A man reads a book on the Anti-Monopoly Law in a bookstore in Huaibei city, Anhui province. China has released detailed regulations to combat price rigging. Xie Zhengyi / For China Daily

BEIJING - China has unveiled detailed regulations to tackle price monopolies, which experts said is a further move to enforce the nation's antitrust law and help safeguard market order.

The National Development and Reform Commission (NDRC), China's top economic planning agency, has formulated regulations on price monopolies, which will enter into force on Feb 1.

Illegal acts prohibited by the regulations include price-fixing agreements and excluding or limiting competition through abuse of dominant market share, according to the regulations.

The major purpose of the regulations is to work out detailed rules relating to price monopolies to further implement China's Anti-Monopoly Law, said a source close to the drafting of the regulations.

All operators including companies or industry associations who violate the rules will be penalized with fines of up to 10 percent of their sales in the previous year.

Peter Wang, a partner with the law firm Jones Day in Shanghai, said such detailed regulations are necessary and their introduction will make it easier for businesses to comply with the law and make enforcement more consistent.

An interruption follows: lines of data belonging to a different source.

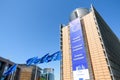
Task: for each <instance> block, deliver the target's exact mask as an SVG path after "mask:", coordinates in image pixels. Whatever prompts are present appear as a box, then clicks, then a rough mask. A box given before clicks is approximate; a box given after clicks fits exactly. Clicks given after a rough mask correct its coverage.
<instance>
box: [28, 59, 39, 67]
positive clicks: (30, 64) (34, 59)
mask: <svg viewBox="0 0 120 80" xmlns="http://www.w3.org/2000/svg"><path fill="white" fill-rule="evenodd" d="M36 60H38V57H33V58H30V59H28V60H27V61H26V65H27V66H30V65H32V64H34V63H35V62H36Z"/></svg>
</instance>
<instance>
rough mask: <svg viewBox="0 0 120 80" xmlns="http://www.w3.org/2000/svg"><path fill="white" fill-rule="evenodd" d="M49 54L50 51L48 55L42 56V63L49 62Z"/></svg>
mask: <svg viewBox="0 0 120 80" xmlns="http://www.w3.org/2000/svg"><path fill="white" fill-rule="evenodd" d="M48 56H49V53H47V54H46V55H44V56H43V57H42V58H41V60H40V63H44V62H47V58H48Z"/></svg>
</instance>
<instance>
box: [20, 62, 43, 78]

"The regulations can provide guidance to businesses because the general prohibitions in the Anti-Monopoly Law are fairly general and could be subject to different interpretations," said Wang.

The anti-price rigging regulations are likely to start to rein in anti-competition behavior by businesses, especially the most obviously illegal kinds, such as price-fixing and price-related abuses of dominant market position, he said.

"For most companies, these regulations will be welcome because it should make competition more fair and put all market players on a level playing field over the long run," Wang said.

Previously, the government handled enforcement of such cases under the Price Law. For instance, to prevent speculation-based price rises of many products, such as garlic and mung beans last year, the government imposed fines of up to 1 million yuan ($151,000) on hoarding and monopoly activities.

Wang Xiaoguang, a researcher at the Chinese Academy of Governance, said the regulations - as a part of the government's macro-economic management policies in 2011 - will help regulate the market and prevent excessive price rises.

"Price surges of many agricultural products last year were driven by speculation and price collusion," Wang said.

Last year, prices of goods like garlic, mung beans and cotton fluctuated severely, partly due to the rampant speculation and hoarding activities, analysts said.

"The long-term influence of the new regulations is important in helping promote fair market competition," said Wang.